Violoniste depuis plus de 40 ans, j’ai commencé par une formation classique débutée dès mes quatre ans, accompagné de nombreuses années de jeu en orchestre qui ont forgé mon sens de l’écoute et de l’harmonie.

Après une courte pose pendant des études de dessin, j’ai repris mon évolution musicale en m’orientant vers l’atelier jazz mené par le violoniste Pierre Aubert au conservatoire d’Angoulême.
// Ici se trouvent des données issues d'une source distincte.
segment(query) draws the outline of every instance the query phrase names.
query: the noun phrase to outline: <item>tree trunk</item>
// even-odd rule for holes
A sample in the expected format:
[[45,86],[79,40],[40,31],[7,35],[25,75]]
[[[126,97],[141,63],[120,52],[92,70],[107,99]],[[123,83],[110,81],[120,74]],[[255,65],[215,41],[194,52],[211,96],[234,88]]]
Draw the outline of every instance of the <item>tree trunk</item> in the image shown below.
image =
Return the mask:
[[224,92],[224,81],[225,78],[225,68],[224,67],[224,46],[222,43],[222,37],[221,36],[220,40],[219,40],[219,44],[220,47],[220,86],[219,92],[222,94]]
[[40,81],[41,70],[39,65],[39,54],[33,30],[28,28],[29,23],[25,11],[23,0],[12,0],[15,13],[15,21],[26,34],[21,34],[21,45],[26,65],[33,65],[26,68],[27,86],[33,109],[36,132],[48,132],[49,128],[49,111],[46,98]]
Progressivement, j’ai participe à de plus en plus de groupes de différents styles, passant par le funk, les musiques du monde, les musiques actuelles et bien sûr le jazz.
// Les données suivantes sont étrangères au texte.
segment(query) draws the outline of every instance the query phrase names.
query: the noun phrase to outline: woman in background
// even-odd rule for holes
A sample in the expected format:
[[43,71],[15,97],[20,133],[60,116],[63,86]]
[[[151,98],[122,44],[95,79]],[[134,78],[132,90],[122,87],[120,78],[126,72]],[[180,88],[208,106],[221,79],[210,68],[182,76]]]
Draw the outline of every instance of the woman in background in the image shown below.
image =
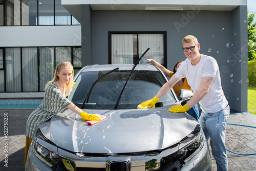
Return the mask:
[[[154,65],[158,67],[164,73],[164,74],[165,74],[167,76],[169,77],[170,78],[172,77],[172,76],[174,74],[175,74],[177,70],[178,70],[178,68],[179,68],[179,67],[180,67],[181,63],[182,63],[183,62],[183,61],[181,60],[177,62],[174,67],[173,71],[170,71],[166,69],[162,65],[160,64],[154,59],[147,59],[145,61],[147,63],[151,62],[153,63]],[[177,83],[176,83],[176,84],[173,87],[173,89],[174,89],[174,92],[175,92],[175,94],[176,94],[176,96],[177,97],[179,97],[179,94],[180,93],[180,91],[181,89],[187,89],[191,91],[191,88],[187,83],[187,78],[186,77],[181,79],[180,80],[177,82]],[[198,106],[197,105],[197,104],[194,106],[194,108],[195,109],[195,110],[197,112],[197,114],[199,115],[199,110],[198,109]],[[193,108],[189,109],[189,110],[186,112],[191,116],[193,117],[194,118],[197,120],[197,114],[196,114]]]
A 37 ans, je décide de tenter le métier de violoniste professionnel, d’abord à mi-temps dès 2017 puis à plein temps à partir de 2019.
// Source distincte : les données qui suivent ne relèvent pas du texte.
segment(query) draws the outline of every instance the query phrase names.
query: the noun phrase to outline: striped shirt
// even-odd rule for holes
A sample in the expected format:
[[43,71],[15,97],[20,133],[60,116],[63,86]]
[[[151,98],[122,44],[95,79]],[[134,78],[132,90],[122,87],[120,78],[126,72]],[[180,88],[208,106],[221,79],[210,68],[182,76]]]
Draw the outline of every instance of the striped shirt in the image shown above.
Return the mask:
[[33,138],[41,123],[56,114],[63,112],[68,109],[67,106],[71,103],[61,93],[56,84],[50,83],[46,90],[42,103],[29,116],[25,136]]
Depuis ce saut dans l’aventure, j’ai eu la chance de me représenter au côté de musiciens de grande expérience, notamment le guitariste Philippe Parant dont l’exigence est devenue une référence pour moi.
Avide de progresser toujours plus loin dans mon art, je suis allé spontanément vers certains des meilleurs violonistes actuels pour les rencontrer, « faire le boeuf » avec eux, m’inspirer de leur présence et parfois profiter d’un cours : Caroline Bugala, Clément Janinet, Bastien Ribot, Mathias Guerry, Christian Howes, etc…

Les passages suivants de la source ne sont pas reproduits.